Virginia M. Early died on March 26 at Long Hill in Edgartown. She was 97 and had been in failing health for several years.
Virginia, née Virginia Maury Flannery, the oldest daughter of Isabel Gautier Gregory Flannery and John Spalding Flannery, Sr., was born and raised in Washington, D.C. Her father was the private attorney for six Supreme Court justices including Oliver Wendell Holmes and served as Special Master in the multi-st ate inheritance tax case of Col. Edward Howland Robinson (Ned) Green, son of Hetty Green who was known as the Witch of Wall Street. Virginia was descended from John Walker Maury, once Mayor of the City of Washington, and related to Matthew Fontaine Maury, called Pathfinder of the Seas for his work m apping coastal waters.
She attended the Potomac School and the Madeira School in Washington and graduated from Vassar College in 1933. Returning to Washington, she worked tirelessly as a volunteer in the Junior League, rising to a position as first vice president of the board of directors and chairman of the placement committee during World War II. In this role, she oversaw placing women in paid and volunteer jobs related to the war effort from anti-aircraft patrol to the Casualty Information Service to civil defense.

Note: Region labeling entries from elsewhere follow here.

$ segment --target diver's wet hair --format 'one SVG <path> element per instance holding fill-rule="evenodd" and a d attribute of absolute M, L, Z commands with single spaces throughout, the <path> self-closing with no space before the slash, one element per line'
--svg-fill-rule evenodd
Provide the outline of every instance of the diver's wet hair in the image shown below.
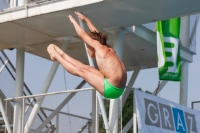
<path fill-rule="evenodd" d="M 106 34 L 96 31 L 89 31 L 88 35 L 94 39 L 99 41 L 102 45 L 106 45 L 106 41 L 108 40 L 108 37 Z"/>

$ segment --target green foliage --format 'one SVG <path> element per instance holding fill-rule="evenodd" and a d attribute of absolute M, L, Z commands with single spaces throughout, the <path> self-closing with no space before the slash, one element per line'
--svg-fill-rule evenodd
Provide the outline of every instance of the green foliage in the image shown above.
<path fill-rule="evenodd" d="M 138 90 L 142 91 L 141 88 L 138 88 Z M 152 94 L 149 91 L 145 91 L 145 93 Z M 106 109 L 107 117 L 109 115 L 109 105 L 110 105 L 110 100 L 104 99 L 104 106 Z M 130 94 L 126 100 L 126 103 L 122 109 L 122 129 L 130 121 L 130 119 L 132 117 L 133 117 L 133 91 L 130 92 Z M 121 121 L 119 119 L 119 121 L 118 121 L 119 131 L 118 132 L 120 132 L 120 127 L 121 127 Z M 100 116 L 100 118 L 99 118 L 99 133 L 106 133 L 102 116 Z M 133 133 L 133 128 L 131 128 L 127 133 Z"/>
<path fill-rule="evenodd" d="M 130 92 L 126 103 L 122 109 L 122 128 L 130 121 L 133 117 L 133 91 Z M 127 133 L 132 133 L 133 128 L 131 128 Z"/>

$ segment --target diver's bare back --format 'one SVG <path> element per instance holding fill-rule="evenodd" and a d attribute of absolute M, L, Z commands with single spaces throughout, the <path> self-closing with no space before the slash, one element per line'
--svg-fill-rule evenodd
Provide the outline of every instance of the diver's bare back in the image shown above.
<path fill-rule="evenodd" d="M 112 85 L 118 88 L 124 88 L 127 73 L 123 62 L 119 59 L 115 51 L 105 45 L 101 45 L 101 48 L 95 51 L 97 65 L 104 77 Z"/>

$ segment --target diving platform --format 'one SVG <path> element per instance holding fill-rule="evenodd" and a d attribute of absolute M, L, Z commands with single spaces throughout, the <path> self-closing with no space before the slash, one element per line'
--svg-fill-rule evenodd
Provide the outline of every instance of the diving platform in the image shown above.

She also coordinated volunteers who staffed hospitals, the Red Cross and the Travelers’ Aid Society as well as programs for the wounded and their families, children and the poor.
Virginia met her future husband, Thomas G. Early, in Washington, D.C., where he was Secretary of the Civil Aeronautics Board and was involved in building Washington National Airport (now Ronald Reagan Airport). A colonel in the Army Air Corps (the precursor to the United States Air Force), Tom served under General William (Wild Bill) Donovan in what became the Office of Strategic Services. Virginia and Tom’s marriage was delayed while Tom carried out OSS missions in Africa and Italy until 1944 when he was able to schedule a leave. Soon after, Virginia accompanied Tom to San Francisco where he helped organize the United Nations Conference on International Organization that drew up the United Nations Charter.
Tom and Virginia settled in Old Greenwich, Conn., where they raised five children. She was active in the PTA, the Junior League and Garden Club of Greenwich and tutored local children in reading and French, in which she was fluent. When her children were all off to college, she worked at the American Institute for Foreign Study.
First visiting Seven Gates Farm in West Tisbury at the age of 11, Virginia spent every summer thereafter in the old cape her parents purchased there. In the early days, the extended Flannery family decamped from steamy D.C., traveling by train to New York, by overnight steamer to New Bedford and by ferry to the Vineyard. Groceries were delivered each week by horse-drawn wagon from Vineyard Haven and the family went once each summer to Gay Head for a picnic, an all-day excursion.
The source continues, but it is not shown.